Field Season Begins

Field season began this summer in mid June. While my specific task was to collect shrimp samples, I worked under the supervision of a bigger group. The large scale project of the summer was led by several VIMS faculty and Dr. Chambers who were awarded a grant to study living shorelines and natural marshes in local waterways. For months in advance, they looked for sites in Norfolk and Gloucester with ideal conditions where we could compare different types of shorelines. Measuring numerous aspects of the habitats at hand, such as species diversity and abundance, would hopefully provide insight into which type of shoreline was more environmentally successful. I’ll explain what we were specifically look for in later blog posts, because for several weeks the most important part of the project was data collection. I’ll now do my best to detail what a typical day in the field looked like this summer.

Field days started anywhere between 7:30 and 9:00 AM, largely depending on the location of the site and the tides. The first step of the day was to set up fyke nets at high tide. These nets are arranged to span a portion of the shoreline which will drain into a collection compartment as the tide goes down. When the water is low enough, the net contains the fish, shrimp, crabs, etc that were present in that portion of shoreline at high tide. Upon arriving to the site, we also set up minnow pots in the high and low marsh. These pots (similarly to the fyke nets) would also collect fish present in the marsh at high tide as the water levels drained, but they were only about a foot long where the fyke nets were around 30 meters long. Each site had two different shorelines, and each shoreline had two fyke nets and ten minnow pots.

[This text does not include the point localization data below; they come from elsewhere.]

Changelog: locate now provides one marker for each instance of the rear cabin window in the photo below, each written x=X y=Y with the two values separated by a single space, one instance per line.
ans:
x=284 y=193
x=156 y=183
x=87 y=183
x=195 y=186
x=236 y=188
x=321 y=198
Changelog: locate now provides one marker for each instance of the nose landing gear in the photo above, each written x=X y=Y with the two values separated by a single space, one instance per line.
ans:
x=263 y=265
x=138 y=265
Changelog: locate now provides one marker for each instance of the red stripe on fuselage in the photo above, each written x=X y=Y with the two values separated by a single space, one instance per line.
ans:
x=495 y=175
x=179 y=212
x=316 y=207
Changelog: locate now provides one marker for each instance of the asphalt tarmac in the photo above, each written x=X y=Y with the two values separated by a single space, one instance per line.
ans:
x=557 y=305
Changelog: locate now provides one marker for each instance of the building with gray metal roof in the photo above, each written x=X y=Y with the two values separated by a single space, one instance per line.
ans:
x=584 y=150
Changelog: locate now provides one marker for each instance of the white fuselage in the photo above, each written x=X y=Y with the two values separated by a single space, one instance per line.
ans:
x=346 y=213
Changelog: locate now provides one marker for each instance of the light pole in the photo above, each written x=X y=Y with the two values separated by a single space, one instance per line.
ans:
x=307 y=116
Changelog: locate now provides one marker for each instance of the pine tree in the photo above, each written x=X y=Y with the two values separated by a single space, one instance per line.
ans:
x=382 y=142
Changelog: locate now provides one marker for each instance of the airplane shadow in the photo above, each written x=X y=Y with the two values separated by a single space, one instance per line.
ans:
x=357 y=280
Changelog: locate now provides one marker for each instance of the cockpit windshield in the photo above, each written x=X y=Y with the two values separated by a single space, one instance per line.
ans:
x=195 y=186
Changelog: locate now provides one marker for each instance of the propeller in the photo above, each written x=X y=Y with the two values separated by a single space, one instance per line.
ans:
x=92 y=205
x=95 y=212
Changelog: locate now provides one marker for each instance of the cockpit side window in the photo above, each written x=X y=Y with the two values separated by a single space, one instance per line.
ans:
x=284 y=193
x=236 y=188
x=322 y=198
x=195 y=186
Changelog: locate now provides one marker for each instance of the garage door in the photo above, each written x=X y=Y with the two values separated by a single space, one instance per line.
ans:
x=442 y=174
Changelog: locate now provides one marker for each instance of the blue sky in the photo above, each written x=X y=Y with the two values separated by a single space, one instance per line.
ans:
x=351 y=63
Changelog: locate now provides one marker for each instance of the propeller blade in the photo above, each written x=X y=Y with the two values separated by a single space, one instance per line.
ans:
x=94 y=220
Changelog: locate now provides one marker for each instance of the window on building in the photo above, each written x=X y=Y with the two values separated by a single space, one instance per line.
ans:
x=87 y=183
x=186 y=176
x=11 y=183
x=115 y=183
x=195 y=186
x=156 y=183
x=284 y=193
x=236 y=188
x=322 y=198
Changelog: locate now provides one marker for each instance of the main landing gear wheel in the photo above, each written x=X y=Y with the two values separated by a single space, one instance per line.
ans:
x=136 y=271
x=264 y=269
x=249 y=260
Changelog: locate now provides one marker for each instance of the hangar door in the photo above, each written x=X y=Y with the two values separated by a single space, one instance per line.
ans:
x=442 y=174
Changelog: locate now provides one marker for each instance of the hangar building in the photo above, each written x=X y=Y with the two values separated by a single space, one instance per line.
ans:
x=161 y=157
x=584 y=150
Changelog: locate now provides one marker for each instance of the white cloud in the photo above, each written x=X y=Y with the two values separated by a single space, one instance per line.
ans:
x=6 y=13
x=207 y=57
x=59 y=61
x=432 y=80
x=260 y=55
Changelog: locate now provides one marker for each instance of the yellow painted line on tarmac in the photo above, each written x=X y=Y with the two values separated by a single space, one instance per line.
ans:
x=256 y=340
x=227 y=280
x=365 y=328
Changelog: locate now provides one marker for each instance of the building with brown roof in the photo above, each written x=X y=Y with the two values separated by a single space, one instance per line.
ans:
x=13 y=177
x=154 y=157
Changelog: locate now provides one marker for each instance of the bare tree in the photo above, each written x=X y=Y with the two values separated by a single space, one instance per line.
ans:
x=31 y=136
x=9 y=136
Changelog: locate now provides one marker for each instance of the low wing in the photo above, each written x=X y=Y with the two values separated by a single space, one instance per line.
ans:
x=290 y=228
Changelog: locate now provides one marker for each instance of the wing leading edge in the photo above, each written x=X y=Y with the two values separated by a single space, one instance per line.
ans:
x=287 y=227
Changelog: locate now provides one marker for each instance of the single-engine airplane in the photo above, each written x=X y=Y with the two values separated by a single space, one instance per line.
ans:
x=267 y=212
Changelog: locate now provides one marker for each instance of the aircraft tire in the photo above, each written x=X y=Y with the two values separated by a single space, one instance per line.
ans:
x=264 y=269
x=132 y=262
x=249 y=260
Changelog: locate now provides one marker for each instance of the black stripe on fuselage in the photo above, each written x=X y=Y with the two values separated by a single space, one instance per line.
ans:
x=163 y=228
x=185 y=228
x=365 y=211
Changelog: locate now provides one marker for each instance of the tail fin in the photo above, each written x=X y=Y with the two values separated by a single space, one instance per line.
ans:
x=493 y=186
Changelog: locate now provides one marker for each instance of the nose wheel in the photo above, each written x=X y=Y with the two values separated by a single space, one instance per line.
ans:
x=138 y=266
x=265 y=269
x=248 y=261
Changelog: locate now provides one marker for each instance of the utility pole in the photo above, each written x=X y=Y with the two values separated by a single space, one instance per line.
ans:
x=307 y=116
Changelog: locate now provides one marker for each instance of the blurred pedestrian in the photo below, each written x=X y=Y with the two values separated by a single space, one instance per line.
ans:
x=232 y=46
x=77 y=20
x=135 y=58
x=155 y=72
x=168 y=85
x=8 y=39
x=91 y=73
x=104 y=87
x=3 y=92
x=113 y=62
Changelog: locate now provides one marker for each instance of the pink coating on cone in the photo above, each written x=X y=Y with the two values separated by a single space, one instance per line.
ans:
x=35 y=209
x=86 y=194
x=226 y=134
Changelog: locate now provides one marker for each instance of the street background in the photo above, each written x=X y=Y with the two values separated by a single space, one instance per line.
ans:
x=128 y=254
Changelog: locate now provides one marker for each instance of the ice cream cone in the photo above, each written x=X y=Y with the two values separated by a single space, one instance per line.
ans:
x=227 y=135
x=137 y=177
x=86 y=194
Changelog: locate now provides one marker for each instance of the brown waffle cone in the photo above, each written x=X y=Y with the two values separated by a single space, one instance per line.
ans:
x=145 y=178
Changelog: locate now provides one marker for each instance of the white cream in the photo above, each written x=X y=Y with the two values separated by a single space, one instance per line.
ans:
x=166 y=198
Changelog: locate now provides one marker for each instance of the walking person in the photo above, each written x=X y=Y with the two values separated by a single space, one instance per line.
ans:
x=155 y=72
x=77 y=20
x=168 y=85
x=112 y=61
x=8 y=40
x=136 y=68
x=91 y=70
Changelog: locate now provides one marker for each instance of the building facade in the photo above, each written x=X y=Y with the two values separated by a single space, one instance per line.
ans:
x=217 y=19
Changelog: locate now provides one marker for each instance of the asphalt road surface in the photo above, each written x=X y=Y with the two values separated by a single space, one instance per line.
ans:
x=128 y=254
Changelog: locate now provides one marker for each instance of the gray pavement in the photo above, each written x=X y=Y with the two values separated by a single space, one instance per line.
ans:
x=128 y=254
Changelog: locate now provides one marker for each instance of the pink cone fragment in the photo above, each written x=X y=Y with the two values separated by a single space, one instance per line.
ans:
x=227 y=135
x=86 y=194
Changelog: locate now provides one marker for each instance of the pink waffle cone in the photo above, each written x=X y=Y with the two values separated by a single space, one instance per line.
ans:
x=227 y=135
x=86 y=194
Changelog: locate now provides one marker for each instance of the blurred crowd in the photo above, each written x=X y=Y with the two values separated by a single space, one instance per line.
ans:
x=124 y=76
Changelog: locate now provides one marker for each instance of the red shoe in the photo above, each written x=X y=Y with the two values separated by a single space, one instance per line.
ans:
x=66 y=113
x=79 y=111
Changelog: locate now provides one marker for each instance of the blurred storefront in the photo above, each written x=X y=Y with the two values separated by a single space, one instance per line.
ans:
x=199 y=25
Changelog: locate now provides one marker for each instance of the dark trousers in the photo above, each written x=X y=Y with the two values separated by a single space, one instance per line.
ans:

After the fyke nets and minnow pots were set, we had to wait for the tide to recede. In the meantime, Dr. Chambers and Dave from VIMS would use a seine net to collect more animals from the water. They would seine three times at both designated shorelines for a total of six collections. At low tide, we would have samples from four fyke nets, twenty minnow pots, and six seines. Each sample was emptied into a container to keep them separate. And then we began collecting data.

From each sample taken, we would separate the animals by species. For each species per sample we would count and weight all the individuals and measure up to 25 of them using fish boards. Often from one fyke or seine net, there would be around 10 species of fish/shrimp/crab which all had to be counted, weighed, and measured. This process took focus, attention to detail, and a loud voice to shout out how many centimeters and grams your fish was so that Donna, who wrote down all the data, could hear you.

Although I spent the majority of sampling days helping count and measure, my specific job was to keep track of all the shrimp. We collected the majority of the shrimp from the fyke nets. We would separate them from the rest of the samples to count and weigh them. There were often hundreds of shrimp collected, and I had lots of help counting and weighing from Adrianna, the research assistant in the Keck Lab. If there were a reasonable amount of shrimp (around 100), I would put all of them into jars of ethanol to fix them for further data collection at the lab. If there were hundreds of shrimp, I would put a random handful into the ethanol jars.

That is what a field day looked like this summer! After all the collection and counting was done, we would pack up and leave a site as we found it, but maybe with fewer shrimp.